Come si sa, però, non tutto in Africa è ottimismo e creatività. Il cartoonist sudafricano Zapiro racconta, per esempio, le controversie relative alla propria attività di vignettista, dai tempi dell’apartheid fino alle denunce del presidente Jacob Zuma volte a censurare la sua copertura satirica di corruzione e scandali. Il nigeriano Michael Ewemedimo di CMAP (Collaborative Media Advocacy Platform) presente invece diversi progetti mediatici – petizioni, radio e community planning – per dare voce alle comunità informali di Port Harcourt, in Nigeria, ignorate e minacciate dallo sviluppo urbano. L’emancipazione mediatica collettiva tramite il controllo della propria rappresentazione è un tema ricorrente e all’approccio attivista di Ewemedimo vale la pena aggiungere quello documentario di Eefje Blankenvoort, che insieme ad Anouk Steketee raccoglie la testimonianza di New Dawn, una popolare radio soap rwandese che usa il potere del medium radiofonico per unificare il paese (piuttosto che dividerlo, come era stato ai tempi del genocidio).
Oltre alle presentazioni e ai workshop delle break-out sessions, il tema “What Africa Can Do for Europe” è diventato anche una pubblicazione antologica con 31 progetti (più altri 18 “bonus” come link in appendice). Vi si trovano ovviamente gli speaker elencati, più una selezione di progetti molto eterogenea – un esempio sono le bambole Queens of Africa, concepite come alternativa al pallore melaninico delle Barbie canoniche e arrivate a superarle in vendite di Nigeria, un altro è il rilevatore di temperatura Lumkani, pensato per individuare incendi nelle township sudafricane e innescare allarmi in tutta la zona tramite GPS e SMS per facilitare una risposta puntuale.
Per quanto i progetti presentati nel programma e nel libro siano molti vari, si nota come paesi più avanzati come il Sudafrica la facciano un po’ da padrone.
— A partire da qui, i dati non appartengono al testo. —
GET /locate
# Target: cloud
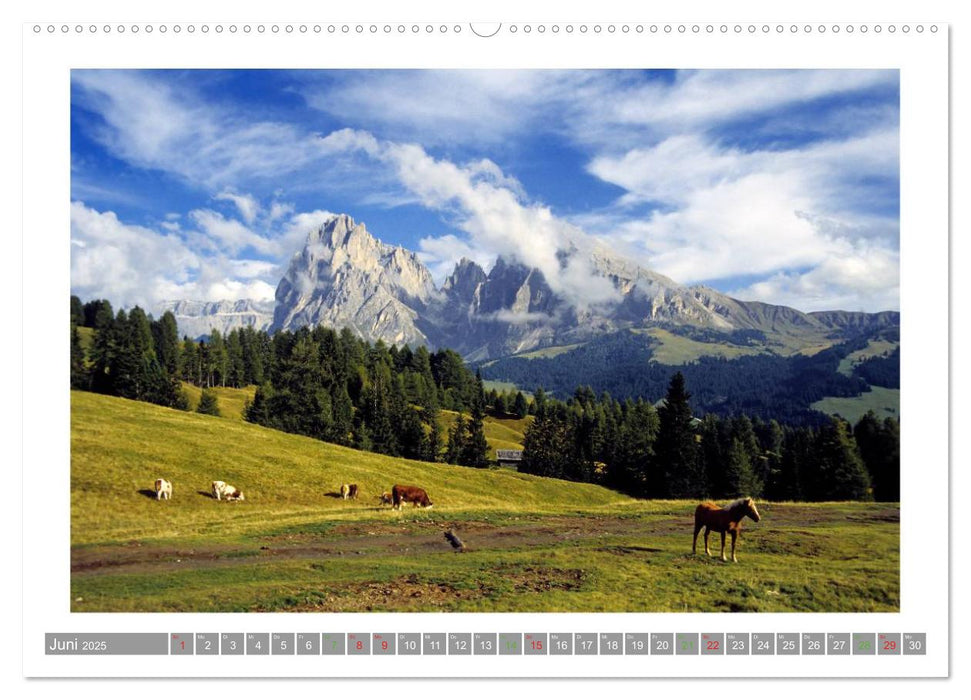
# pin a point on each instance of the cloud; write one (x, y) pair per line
(152, 124)
(130, 264)
(246, 204)
(487, 206)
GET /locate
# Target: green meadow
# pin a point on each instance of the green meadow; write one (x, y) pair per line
(531, 544)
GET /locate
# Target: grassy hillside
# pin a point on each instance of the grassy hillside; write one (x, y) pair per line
(501, 433)
(532, 543)
(874, 348)
(231, 401)
(885, 403)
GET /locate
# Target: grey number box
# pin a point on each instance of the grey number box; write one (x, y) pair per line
(459, 643)
(915, 643)
(257, 643)
(864, 643)
(737, 643)
(358, 643)
(763, 643)
(838, 644)
(433, 644)
(888, 644)
(713, 644)
(207, 643)
(409, 644)
(637, 643)
(686, 643)
(813, 643)
(535, 643)
(383, 644)
(485, 643)
(180, 644)
(308, 643)
(561, 643)
(510, 643)
(281, 643)
(585, 643)
(231, 644)
(611, 643)
(662, 643)
(787, 644)
(333, 643)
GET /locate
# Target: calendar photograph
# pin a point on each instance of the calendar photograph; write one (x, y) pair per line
(485, 341)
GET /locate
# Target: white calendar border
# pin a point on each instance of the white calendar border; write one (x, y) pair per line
(924, 545)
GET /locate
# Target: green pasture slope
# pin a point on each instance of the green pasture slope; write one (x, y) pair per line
(532, 544)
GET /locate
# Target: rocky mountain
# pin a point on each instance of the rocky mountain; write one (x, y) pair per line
(198, 318)
(344, 276)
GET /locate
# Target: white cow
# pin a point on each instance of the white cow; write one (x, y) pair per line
(223, 491)
(163, 489)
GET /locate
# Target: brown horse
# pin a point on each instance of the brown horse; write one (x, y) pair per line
(727, 519)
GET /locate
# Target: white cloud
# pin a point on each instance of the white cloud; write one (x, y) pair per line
(246, 204)
(126, 264)
(148, 123)
(130, 264)
(486, 205)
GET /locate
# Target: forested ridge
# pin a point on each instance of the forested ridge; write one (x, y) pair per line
(333, 386)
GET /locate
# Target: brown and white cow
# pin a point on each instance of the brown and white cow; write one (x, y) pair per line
(163, 489)
(409, 494)
(222, 491)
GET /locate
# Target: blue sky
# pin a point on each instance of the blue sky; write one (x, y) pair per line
(781, 186)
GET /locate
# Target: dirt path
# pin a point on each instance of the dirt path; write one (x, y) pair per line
(365, 539)
(376, 539)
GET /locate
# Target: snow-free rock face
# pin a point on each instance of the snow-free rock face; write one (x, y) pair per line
(344, 276)
(198, 318)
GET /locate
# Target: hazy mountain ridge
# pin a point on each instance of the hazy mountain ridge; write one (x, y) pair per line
(199, 318)
(344, 276)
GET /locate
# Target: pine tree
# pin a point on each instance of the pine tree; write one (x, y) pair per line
(456, 441)
(879, 443)
(843, 477)
(208, 403)
(79, 373)
(520, 406)
(77, 311)
(165, 333)
(679, 474)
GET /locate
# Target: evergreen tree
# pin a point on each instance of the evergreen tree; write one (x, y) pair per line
(679, 475)
(79, 373)
(208, 403)
(77, 311)
(165, 334)
(520, 407)
(879, 443)
(842, 475)
(456, 441)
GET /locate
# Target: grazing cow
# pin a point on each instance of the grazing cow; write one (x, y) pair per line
(727, 519)
(409, 494)
(163, 489)
(222, 491)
Ma Naidoo è come al solito ottimista: “L’innovazione si sta espandendo molto. Quando mi hanno invitato la mia idea non era tanto di raccontare la mia storia, quanto di dare una prospettiva di quello che i giovani talenti africani stanno facendo, ben oltre i nostri confini nazionali”. La crescente penetrazione di Internet aiuta, ma non è l’unico fattore. “Sentiamo un senso di connessione, anche se il periodo coloniale ha lasciato barriere linguistiche. I millennial interagiranno molto di più tra loro. E noi vogliamo essere una grande piattaforma pan-africana per promuovere la creatività. Vogliamo convertire l’ispirazione in azione”.